В стратегическом отношении отсрочка вела к потере удобного момента для наступления: Красная Армия, наконец, перешла в успешное наступление после трехмесячного перерыва, который продолжался во время нашей битвы в Арденнах. Если бы мы только могли согласовать наше наступление с ударом советских войск, то лишили бы противника возможности маневрировать своими резервами между восточным и западным фронтами. Хотя генерал Булл, начальник оперативного отдела верховного штаба экспедиционных сил союзников, еще в январе вернулся из Москвы с радостным известием о предстоящем советском наступлении, тем не менее Эйзенхауэр сомневался, чтобы русским удалось в ходе зимнего наступления выйти на западный берег Одера. Все же отчет Булла внушал веру, что советские войска, перейдя в наступление, ослабят сопротивление немцев на западном фронте.

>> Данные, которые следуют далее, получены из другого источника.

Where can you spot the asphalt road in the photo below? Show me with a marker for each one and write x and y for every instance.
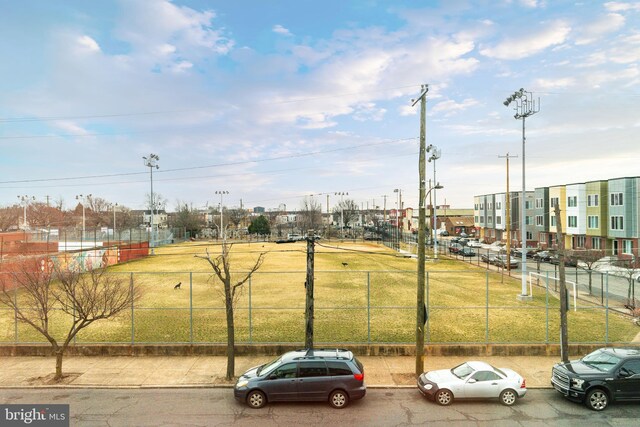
(381, 407)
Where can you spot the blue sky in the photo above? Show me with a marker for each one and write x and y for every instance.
(276, 101)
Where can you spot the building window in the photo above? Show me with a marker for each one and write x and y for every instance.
(617, 223)
(616, 199)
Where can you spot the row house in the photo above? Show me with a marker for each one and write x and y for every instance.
(602, 214)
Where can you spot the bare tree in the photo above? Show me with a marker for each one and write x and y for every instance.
(10, 216)
(40, 287)
(631, 268)
(346, 210)
(310, 214)
(222, 268)
(586, 260)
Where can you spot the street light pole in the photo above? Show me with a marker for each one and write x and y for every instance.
(24, 201)
(222, 233)
(341, 194)
(150, 162)
(525, 106)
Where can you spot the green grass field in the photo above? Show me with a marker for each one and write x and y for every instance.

Но эти надежды не сбылись: если немцы и ослабили свою оборону на западе, то наши фронтовые войска этого не заметили.[53]
Все сведения о Красной Армии мы продолжали получать из передач Би-Би-Си, однако в конце февраля мы имели возможность в течение одного дня общаться с советскими дипломатами. Однажды советский посол во Франции приехал к нам в Намюр для того, чтобы вручить русские ордена за операцию «Оверлорд». После официальной церемонии во дворце губернатора провинции посол г-н Александр Богомолов, чиновничьего вида человек, провел вечер с нами в Шато-де-Намюр. На следующее утро я пригласил его на секретное совещание в штабе. Мы ознакомили советского посла с диспозицией наших войск и планом завершения кампании в Рейн-ланд-Пфальце. Возвращаясь в Париж вместе с полковником А. Дрекселом Бидллом из верховного штаба экспедиционных сил союзников, Богомолов с восхищением отзывался об оказанном ему приеме, подчеркивая, что мы не скрывали от него никаких секретов, и обещал сообщить о нашем гостеприимстве маршалу Сталину. Однако эти похвалы не помешали мне пять лет спустя занять почетное место в списке англо-американских поджигателей войны, составленном советскими руководителями. Если бы я мог тогда, в 1945 г., предвидеть этот результат, то чувствовал бы себя гораздо увереннее, ибо английские и американские газеты подняли шумиху по поводу присутствия Богомолова на нашем секретном штабном совещании. В течение нескольких дней я боялся, что мой поступок будет неправильно истолкован в Вашингтоне. Наконец Левен Аллен успокоил меня, сказав: «Не беспокойтесь, Брэд, когда федеральное бюро расследований начнет проверку, мы не дадим вас в обиду».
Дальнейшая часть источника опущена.